Ciri #4: Minim Kesalahan Teknis
Ciri selanjutnya adalah nyaris tidak adanya kesalahan teknis di dalam naskah. Ketika membaca skripsi yang "terlalu sempurna," kita bisa melihat bahwa hampir tidak ada typo, kesalahan ejaan, atau tanda baca yang salah. Bahkan format penulisan—mulai dari margin, spasi, hingga daftar pustaka, terlihat seragam dan rapi.
Padahal, kita tahu bagaimana kenyataannya.
Dalam praktik sehari-hari, meskipun mahasiswa sudah merevisi berkali-kali, biasanya tetap ada saja kesalahan kecil yang lolos: titik yang ganda, koma yang hilang, kata yang salah ketik, atau penulisan pustaka yang tidak konsisten.
Itu wajar, karena menulis skripsi adalah proses panjang dan melelahkan, sehingga kesalahan manusia sulit dihindari.
Nah, di sinilah kita perlu curiga ketika sebuah skripsi terlihat terlalu bersih.
ChatGPT dan alat serupa memang memiliki kemampuan grammar correction yang luar biasa. Mereka bisa secara otomatis memperbaiki ejaan, memperhalus kalimat, bahkan menyeragamkan format sehingga hasil akhirnya tampak profesional.
Saya pernah menemukan skripsi yang dari awal sampai akhir tidak ada satu pun typo, bahkan tanda baca pun sempurna.
Awalnya saya kagum, tetapi setelah ditelaah, saya sadar bahwa pola bahasanya terlalu konsisten dan terlalu "lurus."
Di situ saya menduga ada campur tangan AI, karena mahasiswa jarang menghasilkan naskah sebersih itu tanpa bantuan aplikasi proofreading tingkat lanjut.
Apakah Kita Harus Tertutup Dengan ChatGPT?
Pertanyaan selanjutnya, apakah kita akan menutup diri dari perkembangan ChatGPT?
Tentu saja tidak.
Bahkan baru-baru ini, ada riset yang berhasil lewat penggunaan ChatGPT. Lihat disini.

Saya sendiri cenderung ingin mengetahuinya lebih dalam, tentang bagaimana ia digunakan, bagaimana mereka mengambil data, dan apakah ada pengaturan-pengaturan khusus dibelakang layar, dan sebagainya.
ChatGPT hanyalah alat. Ia bisa menjadi asisten cerdas yang mempercepat proses berpikir dan menulis, tetapi juga bisa menjadi "penjiplak canggih" jika digunakan tanpa kesadaran.

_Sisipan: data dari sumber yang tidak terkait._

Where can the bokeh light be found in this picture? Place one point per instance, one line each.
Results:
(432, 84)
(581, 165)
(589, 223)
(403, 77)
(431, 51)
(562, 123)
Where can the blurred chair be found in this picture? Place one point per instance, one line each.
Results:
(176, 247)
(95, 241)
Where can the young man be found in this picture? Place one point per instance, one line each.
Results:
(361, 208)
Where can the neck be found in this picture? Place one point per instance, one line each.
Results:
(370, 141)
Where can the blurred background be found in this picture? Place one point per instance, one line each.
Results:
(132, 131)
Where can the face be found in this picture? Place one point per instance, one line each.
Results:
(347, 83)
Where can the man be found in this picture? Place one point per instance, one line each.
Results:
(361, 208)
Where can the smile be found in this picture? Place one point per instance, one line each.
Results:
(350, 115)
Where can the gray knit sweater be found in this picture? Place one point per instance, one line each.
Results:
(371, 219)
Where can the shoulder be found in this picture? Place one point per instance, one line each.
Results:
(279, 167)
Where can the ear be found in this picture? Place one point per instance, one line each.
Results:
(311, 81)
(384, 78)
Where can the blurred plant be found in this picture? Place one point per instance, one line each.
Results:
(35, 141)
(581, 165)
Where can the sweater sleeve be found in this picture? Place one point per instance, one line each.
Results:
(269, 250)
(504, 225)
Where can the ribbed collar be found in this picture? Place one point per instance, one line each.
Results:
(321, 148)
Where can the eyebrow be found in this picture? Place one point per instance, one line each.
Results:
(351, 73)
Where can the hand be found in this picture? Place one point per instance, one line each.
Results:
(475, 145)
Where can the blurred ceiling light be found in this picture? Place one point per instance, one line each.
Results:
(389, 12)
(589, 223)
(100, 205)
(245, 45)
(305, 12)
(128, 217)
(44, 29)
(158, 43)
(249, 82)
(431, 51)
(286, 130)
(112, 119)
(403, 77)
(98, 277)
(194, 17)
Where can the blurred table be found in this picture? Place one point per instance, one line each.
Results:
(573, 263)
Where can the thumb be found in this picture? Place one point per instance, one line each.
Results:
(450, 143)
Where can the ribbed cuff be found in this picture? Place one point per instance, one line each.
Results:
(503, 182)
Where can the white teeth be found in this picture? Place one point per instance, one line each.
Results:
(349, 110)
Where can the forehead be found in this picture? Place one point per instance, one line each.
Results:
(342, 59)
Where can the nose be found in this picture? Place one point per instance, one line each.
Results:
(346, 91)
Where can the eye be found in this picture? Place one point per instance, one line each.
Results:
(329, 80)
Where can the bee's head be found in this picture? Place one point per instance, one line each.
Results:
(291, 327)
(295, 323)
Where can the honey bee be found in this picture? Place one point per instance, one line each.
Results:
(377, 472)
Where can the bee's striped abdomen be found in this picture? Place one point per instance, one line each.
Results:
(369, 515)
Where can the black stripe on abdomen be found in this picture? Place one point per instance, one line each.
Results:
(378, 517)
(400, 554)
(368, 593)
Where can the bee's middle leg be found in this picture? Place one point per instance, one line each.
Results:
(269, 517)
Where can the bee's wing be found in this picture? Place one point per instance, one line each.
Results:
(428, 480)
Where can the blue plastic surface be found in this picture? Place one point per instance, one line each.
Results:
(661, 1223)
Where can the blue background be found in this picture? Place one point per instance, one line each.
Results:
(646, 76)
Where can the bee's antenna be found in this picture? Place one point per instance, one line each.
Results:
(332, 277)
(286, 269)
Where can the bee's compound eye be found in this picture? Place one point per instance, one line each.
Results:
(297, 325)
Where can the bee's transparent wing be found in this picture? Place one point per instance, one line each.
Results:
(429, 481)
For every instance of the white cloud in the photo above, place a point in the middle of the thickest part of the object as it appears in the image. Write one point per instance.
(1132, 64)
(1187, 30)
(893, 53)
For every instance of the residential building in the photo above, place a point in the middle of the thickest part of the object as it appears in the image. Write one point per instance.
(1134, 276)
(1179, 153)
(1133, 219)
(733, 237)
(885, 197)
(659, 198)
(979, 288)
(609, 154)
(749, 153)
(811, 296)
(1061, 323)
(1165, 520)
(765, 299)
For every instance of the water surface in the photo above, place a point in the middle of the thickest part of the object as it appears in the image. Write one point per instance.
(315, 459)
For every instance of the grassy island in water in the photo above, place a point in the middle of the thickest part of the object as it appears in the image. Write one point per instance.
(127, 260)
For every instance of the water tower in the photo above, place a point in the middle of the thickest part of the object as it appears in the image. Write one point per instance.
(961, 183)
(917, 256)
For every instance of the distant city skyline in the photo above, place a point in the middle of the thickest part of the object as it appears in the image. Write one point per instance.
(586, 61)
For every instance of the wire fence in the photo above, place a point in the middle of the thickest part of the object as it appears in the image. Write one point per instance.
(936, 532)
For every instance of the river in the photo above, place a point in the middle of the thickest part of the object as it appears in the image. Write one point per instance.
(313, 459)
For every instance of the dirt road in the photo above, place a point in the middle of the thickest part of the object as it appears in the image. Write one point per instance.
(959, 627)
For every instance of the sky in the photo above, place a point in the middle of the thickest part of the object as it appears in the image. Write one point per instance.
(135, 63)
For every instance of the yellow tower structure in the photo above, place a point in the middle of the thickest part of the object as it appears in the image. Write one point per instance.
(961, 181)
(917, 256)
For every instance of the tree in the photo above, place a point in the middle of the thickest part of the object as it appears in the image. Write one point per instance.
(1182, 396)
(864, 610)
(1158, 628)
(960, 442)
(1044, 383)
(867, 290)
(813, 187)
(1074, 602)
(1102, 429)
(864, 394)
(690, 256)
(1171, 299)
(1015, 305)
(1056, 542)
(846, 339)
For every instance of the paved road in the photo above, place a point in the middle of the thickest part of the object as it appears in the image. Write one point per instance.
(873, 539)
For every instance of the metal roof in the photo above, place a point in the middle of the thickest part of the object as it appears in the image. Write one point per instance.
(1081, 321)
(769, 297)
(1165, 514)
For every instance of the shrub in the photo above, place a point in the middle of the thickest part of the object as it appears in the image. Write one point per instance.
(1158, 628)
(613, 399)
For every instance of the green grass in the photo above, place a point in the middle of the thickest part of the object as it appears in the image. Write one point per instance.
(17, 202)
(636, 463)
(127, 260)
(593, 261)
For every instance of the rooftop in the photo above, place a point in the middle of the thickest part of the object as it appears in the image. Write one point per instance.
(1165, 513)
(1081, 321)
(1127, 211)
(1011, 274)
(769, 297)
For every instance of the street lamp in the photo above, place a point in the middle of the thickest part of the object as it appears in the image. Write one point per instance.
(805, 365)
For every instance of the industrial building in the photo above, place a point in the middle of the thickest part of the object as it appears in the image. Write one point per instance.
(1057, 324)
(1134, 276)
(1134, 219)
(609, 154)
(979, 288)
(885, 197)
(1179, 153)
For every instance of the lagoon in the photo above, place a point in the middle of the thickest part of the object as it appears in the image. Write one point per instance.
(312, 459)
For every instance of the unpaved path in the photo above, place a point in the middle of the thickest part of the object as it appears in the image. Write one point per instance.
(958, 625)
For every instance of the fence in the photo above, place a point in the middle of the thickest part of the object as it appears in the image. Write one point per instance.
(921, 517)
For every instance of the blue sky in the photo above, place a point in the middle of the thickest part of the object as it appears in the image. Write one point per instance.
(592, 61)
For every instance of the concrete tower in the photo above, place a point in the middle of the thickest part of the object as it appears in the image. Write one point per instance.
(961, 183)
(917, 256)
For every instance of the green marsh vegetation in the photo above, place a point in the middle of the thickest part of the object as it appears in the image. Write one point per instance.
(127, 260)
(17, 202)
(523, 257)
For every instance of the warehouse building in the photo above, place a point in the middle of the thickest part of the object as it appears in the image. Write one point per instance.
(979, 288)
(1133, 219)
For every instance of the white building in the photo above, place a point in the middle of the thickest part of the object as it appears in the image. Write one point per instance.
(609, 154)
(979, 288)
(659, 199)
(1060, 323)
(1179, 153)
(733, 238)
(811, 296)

Di sinilah peran kita sebagai pendidik, peneliti, maupun mahasiswa, untuk menjaga agar proses belajar tetap ada, bukan sekadar hasil akhirnya saja.
Dengan sikap kritis, kita tidak hanya menjadi konsumen pasif teknologi, tetapi pengguna yang cerdas dan bertanggung jawab.
Referensi
- Duarte, F. (2025, August 18). Number of ChatGPT users (July 2025). Exploding Topics. https://explodingtopics.com/blog/chatgpt-users
- Walters, W.H., Wilder, E.I. Fabrication and errors in the bibliographic citations generated by ChatGPT. Sci Rep 13, 14045 (2023). https://doi.org/10.1038/s41598-023-41032-5
- Bhattacharyya M, Miller VM, Bhattacharyya D, Miller LE. High Rates of Fabricated and Inaccurate References in ChatGPT-Generated Medical Content. Cureus. 2023 May 19;15(5):e39238. doi: 10.7759/cureus.39238. PMID: 37337480; PMCID: PMC10277170.